I didn't win the megabucks. But I came to the realization recently that I couldn't afford not to take good care of myself much longer, without running up a different kind of cost. Buying nice underwear is something I do for myself. Same reason I also put on perfume, even if noone's around but me. Same reason I buy myself roses now and then, and go for a swim at the Y every morning, even if I have to leave the breakfast dishes sitting on the counter. Same reason I fix myself a wonderful salad -- instead of a bowl of cereal -- even if nobody's joining me for dinner. In the words of that L'Oreal commercial, "I'm worth it."

Maybe none of these activities I mention seems like particularly radical behavior to some people. But the fact is, there were whole years of my life when I was so busy meeting other people's needs I never would have done those things for myself. And the fact is a lot of women I know -- wonderful women, hard-working and endlessly self-sacrificing women, devoted to their husbands and families -- would never do such a thing for themselves as order flowered silk underwear. Not when one of their children wanted a new bike, or gymnastics lessons. Not when they had a perfectly serviceable drawerful of just slightly too-big old maternity pants.

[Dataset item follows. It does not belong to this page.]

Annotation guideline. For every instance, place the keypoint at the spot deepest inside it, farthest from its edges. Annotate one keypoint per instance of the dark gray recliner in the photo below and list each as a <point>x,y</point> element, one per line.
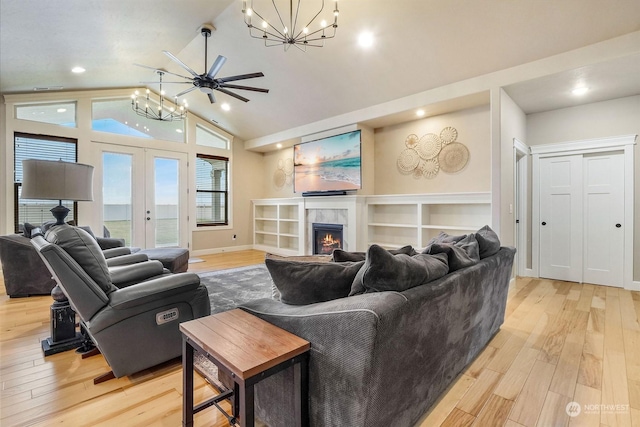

Self-sacrifice is an inevitable aspect of parenthood, of course. If you want to have a child, you'd better be prepared to put that child first at all kinds of moments in your life. That's not neurotic behavior. That's reality.

And when you first become a parent, the concept of putting someone else's needs above your own may be hard to accept. I remember, in those early months after my daughter's birth, how badly I missed certain aspects of my old, free, childless days: going out to dinner. Sleeping late on a Sunday morning. Getting to work in the garden all day without interruption.

But then a strange thing happened. (And it happens to most of us, I think.) I got good at doing without certain things. So good that I actually lost the ability to recognize my own needs, let alone meet them.

I will always remember something my husband said to me one morning years ago, when I complained to him because he was going off on a long bike ride with friends, while I was left at home to care for the children.

"You still get time for yourself, to do what you'd like," I said to him accusingly. "And I never get any."

"If you had a morning like this to do whatever you chose," he said to me, "what would you do with it, anyway?"

I opened my mouth to speak. I was so sure a hundred answers would pour out -- a list of all the things I used to do for myself, before I had children, that I had ceased to do in recent years. But no words came. The fact was, he had a point there. It had been so long since I'd done what I wanted -- for me -- that I no longer even knew what that might be. I was a little like a person facing bankruptcy -- with a stack of unpaid bills in front of her. Suppose someone came along and handed her a hundred dollars. How would she use it? Where would she ever begin?
When I finally did begin to re-learn doing things for myself, I started small. I went for a cup of coffee and a croissant with a friend in the middle of the day, at the bakery around the corner. I signed up for a figure skating class. I ordered myself a set of bright purple underwear from Victoria's Secret. (You have to be rich to wear a rich woman's jewelry, or a rich woman's coat. But just about anyone can afford a rich woman's bra.)

"What's the point of getting underwear like that?" asked my son Willy, as I unpacked my latest Victoria's Secret shipment. "Nobody's even going to see it."

"The point is," I said, " that I'll see it. I'll know I'm wearing it. I do it for me." There was a little more to my story than that, perhaps. But the rest I saved for another day.